Nasdaq posts its worst week of the year as tech stocks tank

Stocks closed sharply mixed Friday amid pressure from this year’s best-performing sector: technology.

The Nasdaq hit a record high at the open before closing 1.8 percent lower. Shares of Apple, Facebook, Amazon, Netflix and Google parent Alphabet all fell more than 3 percent.

The Dow added 89 points even as the S&P 500 dropped 0.08 percent, with information technology leading decliners. To be sure, tech has had a stellar year, rising about 20 percent in the period to lead all sectors.

“There’s a rotation from tech into different sectors,” said Dave Lutz, the head of ETF trading at JonesTrading, noting financials and energy, two of this year’s laggards, are outperforming Friday.

Lutz also pointed out that Nvidia had risen more than 5 percent earlier in the session before turning sharply lower. “That could be a signal that some traders are looking into.”

Financials received a boost from higher bank stocks, as the SPDR S&P Bank ETF (KBE) advanced 2.9 percent. The ETF was also on track for its best week of the year. Energy, meanwhile, advanced more than 2 percent to lead advancers.

Stocks hit record intraday highs earlier in the session as traders shook off a widely unexpected result to the general election in the United Kingdom.

Prime Minster Theresa May’s Conservative party lost its parliamentary majority in the process, coming up with 318 of 650 seats. Conservatives held a 17-seat majority before the contest. Some pollsters expected May’s party to retain the majority while others expected them to build on it. That said, no other party came out with a clear majority.

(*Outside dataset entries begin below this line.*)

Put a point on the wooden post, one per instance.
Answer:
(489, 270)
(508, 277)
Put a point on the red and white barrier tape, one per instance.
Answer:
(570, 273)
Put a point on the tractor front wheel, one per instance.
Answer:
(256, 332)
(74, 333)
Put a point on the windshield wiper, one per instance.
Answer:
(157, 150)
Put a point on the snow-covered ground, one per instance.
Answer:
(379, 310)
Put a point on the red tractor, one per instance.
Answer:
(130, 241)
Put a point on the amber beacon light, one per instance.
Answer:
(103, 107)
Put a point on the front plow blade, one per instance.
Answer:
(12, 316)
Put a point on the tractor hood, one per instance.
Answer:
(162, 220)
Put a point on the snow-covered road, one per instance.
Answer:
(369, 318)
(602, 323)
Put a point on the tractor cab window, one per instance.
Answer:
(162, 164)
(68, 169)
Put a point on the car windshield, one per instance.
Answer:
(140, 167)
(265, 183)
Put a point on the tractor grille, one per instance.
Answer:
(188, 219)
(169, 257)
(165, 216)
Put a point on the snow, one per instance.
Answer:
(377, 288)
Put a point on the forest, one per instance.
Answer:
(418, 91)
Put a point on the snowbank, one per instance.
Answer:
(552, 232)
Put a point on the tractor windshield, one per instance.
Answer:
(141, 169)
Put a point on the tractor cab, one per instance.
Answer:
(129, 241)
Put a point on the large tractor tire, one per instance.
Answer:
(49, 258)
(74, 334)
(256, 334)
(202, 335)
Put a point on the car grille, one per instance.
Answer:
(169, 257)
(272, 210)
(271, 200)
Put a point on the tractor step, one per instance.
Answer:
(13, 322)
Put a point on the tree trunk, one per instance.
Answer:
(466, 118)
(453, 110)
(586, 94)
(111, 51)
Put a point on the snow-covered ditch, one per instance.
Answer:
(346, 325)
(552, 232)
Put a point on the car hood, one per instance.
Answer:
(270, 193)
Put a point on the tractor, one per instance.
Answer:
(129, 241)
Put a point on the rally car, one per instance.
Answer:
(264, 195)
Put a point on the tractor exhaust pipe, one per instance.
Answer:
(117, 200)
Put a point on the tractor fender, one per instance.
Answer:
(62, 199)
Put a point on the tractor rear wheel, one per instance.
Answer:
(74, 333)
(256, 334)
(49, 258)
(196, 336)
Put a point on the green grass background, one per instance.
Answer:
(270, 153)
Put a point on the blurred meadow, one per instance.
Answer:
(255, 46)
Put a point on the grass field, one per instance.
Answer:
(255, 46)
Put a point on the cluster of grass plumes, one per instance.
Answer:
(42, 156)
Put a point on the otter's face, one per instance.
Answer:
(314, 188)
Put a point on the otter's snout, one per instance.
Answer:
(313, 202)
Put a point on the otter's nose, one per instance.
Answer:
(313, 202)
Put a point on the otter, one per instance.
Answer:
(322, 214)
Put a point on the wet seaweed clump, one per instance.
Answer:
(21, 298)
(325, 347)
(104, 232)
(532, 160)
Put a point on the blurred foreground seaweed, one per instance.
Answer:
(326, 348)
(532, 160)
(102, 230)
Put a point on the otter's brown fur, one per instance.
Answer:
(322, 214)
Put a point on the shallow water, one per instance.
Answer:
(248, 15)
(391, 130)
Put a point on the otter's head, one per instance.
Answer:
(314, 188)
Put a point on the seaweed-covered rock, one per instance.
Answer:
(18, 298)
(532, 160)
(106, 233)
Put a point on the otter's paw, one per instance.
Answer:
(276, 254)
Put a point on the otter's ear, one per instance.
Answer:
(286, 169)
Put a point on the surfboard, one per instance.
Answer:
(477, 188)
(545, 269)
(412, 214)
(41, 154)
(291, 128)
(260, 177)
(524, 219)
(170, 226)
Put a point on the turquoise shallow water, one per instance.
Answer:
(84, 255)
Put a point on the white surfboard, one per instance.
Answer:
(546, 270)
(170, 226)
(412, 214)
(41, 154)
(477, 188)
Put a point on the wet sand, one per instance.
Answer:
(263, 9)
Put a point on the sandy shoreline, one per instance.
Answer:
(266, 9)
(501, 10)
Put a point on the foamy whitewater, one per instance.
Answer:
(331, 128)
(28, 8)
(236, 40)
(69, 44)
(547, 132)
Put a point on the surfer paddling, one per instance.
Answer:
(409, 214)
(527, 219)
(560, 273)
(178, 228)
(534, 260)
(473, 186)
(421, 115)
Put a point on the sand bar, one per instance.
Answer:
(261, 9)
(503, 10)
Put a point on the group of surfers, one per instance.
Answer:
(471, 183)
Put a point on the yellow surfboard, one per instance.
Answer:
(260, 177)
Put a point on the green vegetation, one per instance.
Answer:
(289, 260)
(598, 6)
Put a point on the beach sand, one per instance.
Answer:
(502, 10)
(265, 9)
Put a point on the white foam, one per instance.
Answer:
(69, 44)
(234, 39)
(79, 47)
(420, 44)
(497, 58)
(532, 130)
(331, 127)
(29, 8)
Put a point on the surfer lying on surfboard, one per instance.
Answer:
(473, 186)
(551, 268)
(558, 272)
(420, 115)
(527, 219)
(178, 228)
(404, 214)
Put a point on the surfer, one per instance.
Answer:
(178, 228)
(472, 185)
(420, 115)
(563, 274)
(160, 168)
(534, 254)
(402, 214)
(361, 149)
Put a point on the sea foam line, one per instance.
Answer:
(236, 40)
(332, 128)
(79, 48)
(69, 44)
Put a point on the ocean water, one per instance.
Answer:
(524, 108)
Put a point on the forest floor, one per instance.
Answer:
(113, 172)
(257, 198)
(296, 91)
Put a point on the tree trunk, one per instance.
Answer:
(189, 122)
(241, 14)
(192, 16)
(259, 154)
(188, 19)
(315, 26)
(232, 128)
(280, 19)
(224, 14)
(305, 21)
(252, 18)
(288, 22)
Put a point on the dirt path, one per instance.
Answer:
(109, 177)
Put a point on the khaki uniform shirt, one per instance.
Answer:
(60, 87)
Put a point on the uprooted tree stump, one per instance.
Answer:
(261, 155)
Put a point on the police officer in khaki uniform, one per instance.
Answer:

“Investors have been pretty bullish all year,” said Chris Zaccarelli, chief investment officer at Cornerstone Financial Partners. “All of the fundamentals are there for the market to go higher, but from time to time we become concerned with political uncertainty.”

The results sent the British pound spiraling lower to its weakest level since April 18 against the dollar. As of 1:50 p.m. in New York, sterling traded off those lows but was still down 1.7 percent at $1.273.

European equities seemingly shrugged off the result, however. The FTSE 100 rose 1.04 percent, while the German Dax advanced 0.8 percent. The pan-European Stoxx 600 index gained 0.32 percent.

“The muted response from financial markets so far reflects their sense of déjà vu. After all, in the past 12 months they have also had to absorb the shocks of the EU referendum result and President Trump’s election,” said Lucy O’Carroll, chief economist at Aberdeen Asset Management.

“That said, we could see a fair amount of volatility in the coming days and weeks unless Westminster’s response to this surprise result is remarkably smooth, which is unlikely. History tells us that hung parliaments are not durable, let alone with Brexit looming large,” O’Carroll said.

Traders also remained undeterred by former FBI Director James Comey’s testimony on Thursday, which some saw as lacking a “smoking gun” that could derail Donald Trump’s presidency.

Cornerstone’s Zaccarelli said that, while the testimony was “very unflattering” to Trump, it is unlikely to lead to an impeachment.